“It was the perfect opportunity to give VF-84 one last moment in the spotlight. Overall, the experience was very positive. I hope this movie will help people remember the Jolly Rogers,” VF-84 F-14 pilot Lieutenant Eric Mitchell
A Boeing 747 loaded with passengers is suddenly hijacked by terrorists demanding the release of their imprisoned comrades. If their demands are not met, they threaten to kill the passengers and attack Washington, D.C.
The president faces an Executive Decision: concede to the terrorist demands or intercept the 747 and shoot it down, killing all aboard.

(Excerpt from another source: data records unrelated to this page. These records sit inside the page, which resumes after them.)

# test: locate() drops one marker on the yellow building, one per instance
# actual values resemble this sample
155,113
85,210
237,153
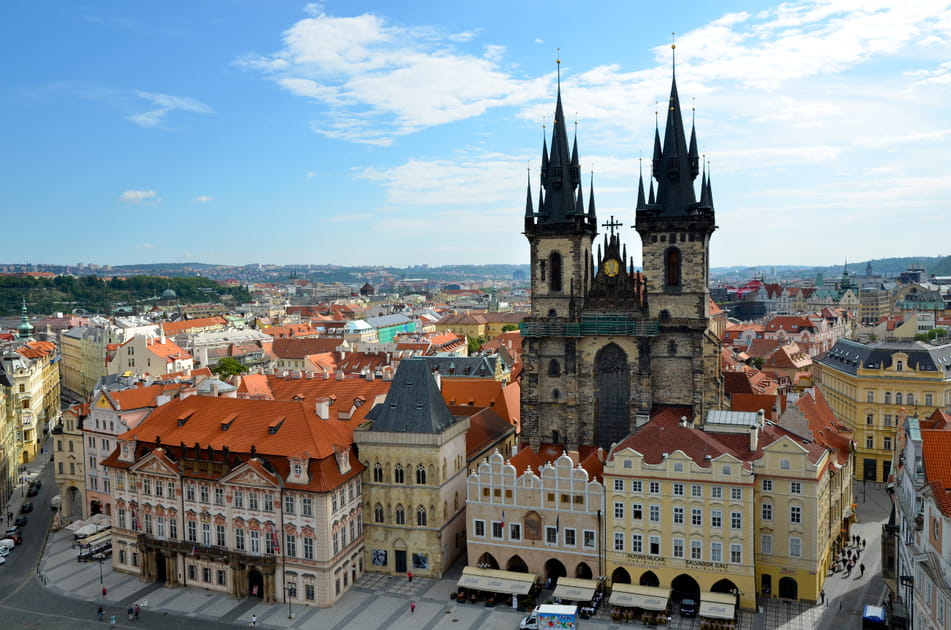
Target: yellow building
869,385
740,506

This is a brief glimpse of the Warner Brothers blockbuster movie released in March starring Kurt Russell and Steven Segal.

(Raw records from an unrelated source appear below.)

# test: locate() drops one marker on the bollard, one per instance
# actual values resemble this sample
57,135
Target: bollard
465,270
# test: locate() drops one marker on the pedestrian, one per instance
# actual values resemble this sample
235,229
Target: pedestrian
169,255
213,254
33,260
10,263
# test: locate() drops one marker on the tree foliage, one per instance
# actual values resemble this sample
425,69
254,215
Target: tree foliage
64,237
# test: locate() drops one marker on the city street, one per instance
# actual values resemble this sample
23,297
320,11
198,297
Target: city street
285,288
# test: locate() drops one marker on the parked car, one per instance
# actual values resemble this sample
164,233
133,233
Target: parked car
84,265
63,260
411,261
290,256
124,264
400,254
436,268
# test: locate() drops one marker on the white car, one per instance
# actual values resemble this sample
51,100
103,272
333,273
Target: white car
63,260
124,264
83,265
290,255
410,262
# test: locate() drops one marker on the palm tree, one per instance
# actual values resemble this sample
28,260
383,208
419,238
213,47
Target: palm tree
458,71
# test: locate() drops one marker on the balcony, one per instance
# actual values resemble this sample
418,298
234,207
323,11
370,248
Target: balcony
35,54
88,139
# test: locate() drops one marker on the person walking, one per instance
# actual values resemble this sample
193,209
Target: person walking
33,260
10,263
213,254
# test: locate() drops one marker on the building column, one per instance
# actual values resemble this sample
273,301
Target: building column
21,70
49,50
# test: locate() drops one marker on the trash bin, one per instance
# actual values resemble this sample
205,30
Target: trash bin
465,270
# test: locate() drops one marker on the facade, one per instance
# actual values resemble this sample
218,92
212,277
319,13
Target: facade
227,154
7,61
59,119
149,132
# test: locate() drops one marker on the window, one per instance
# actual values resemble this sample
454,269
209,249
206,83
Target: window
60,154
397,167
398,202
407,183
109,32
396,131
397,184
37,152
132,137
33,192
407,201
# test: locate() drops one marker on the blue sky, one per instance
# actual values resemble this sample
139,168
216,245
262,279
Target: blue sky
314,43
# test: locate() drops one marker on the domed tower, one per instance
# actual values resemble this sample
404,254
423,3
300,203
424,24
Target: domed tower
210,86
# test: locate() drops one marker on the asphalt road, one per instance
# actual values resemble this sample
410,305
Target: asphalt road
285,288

What, you ask, does this movie have to do with the Navy? Well, the movie mirrors the real world in that the first question the nation’s leaders asked was: “Where is the nearest aircraft carrier?” The Navy’s newest carrier, John C. Stennis (CVN 74), was nearby. The aircraft that intercepted the hijacked jumbo jet were Navy F-14A Tomcats from the since-disestablished Fighter Squadron (VF) 84 Jolly Rogers based at Naval Air Station (NAS), Oceana, Va.
Warner Brothers decided to use the F-14, the Navy’s premier fighter, for the movie and obtained Department of Defense permission to do so, while agreeing to pay all costs associated with use of the aircraft. Stennis was able to take a break during August 1995 workups for the staging of the movie off Key West, Fla.
Once the Department of Defense approved the project, Commander Naval Air Force, U.S. Atlantic Fleet and Commander Fighter Wing, U.S. Atlantic Fleet were tasked with finding an F-14 squadron with time to accommodate a filming schedule.
The Jolly Rogers, with their menacing skull and crossbones insignia, were a perfect choice. VF-84, which appeared in the 1980 movie Final Countdown, was ready for another starring role.
According to Commander Dan Cloyd, VF-84 skipper, the Jolly Rogers were in the “right place at the right time. Our famous logo probably had something to do with it, as well.”
Next came the task of coordinating a shooting schedule between Warner Brothers and its commercial film pilots, VF-84 pilots and NAS Key West tower controllers. The producers of Executive Decision wanted to film during the morning sunrise and evening sunset to take advantage of the “soft lighting.”
Not only was the flying schedule unique, but the flying itself presented some unusual challenges to the pilots and radar intercept officers of VF-84. Flying in formation with three other Tomcats while intercepting a Boeing 747 is not a scenario experienced in flight school. The crews also had to deal with flying in close proximity to a Learjet loaded with film cameras. According to Cloyd, the plot of the movie is fairly realistic, although the filming seemed to be a “hybrid of real life and Hollywood movie magic.” VF-84’s technical input led to changes involving dialogue and flight formations that made the plot more believable.
Working on the movie was “a very unique experience—one I will never forget,” said F-14 pilot Lieutenant Eric Mitchell. “It was the perfect opportunity to give VF-84 one last moment in the spotlight.” (The squadron was disestablished on 1 October 1995, and the Jolly Rogers name and insignia were then transferred to VF-103, also based at Oceana.) “Overall, the experience was very positive. I hope this movie will help people remember the Jolly Rogers,” he said.
Thanks to Hollywood magic, the Navy’s newest aircraft carrier made her motion picture debut, and the legacy of the Jolly Rogers was immortalized forever on the silver screen.
We think the best way to remember VF-84 is watching the aerial sequences featuring Jolly Rogers F-14’s in Executive Decision.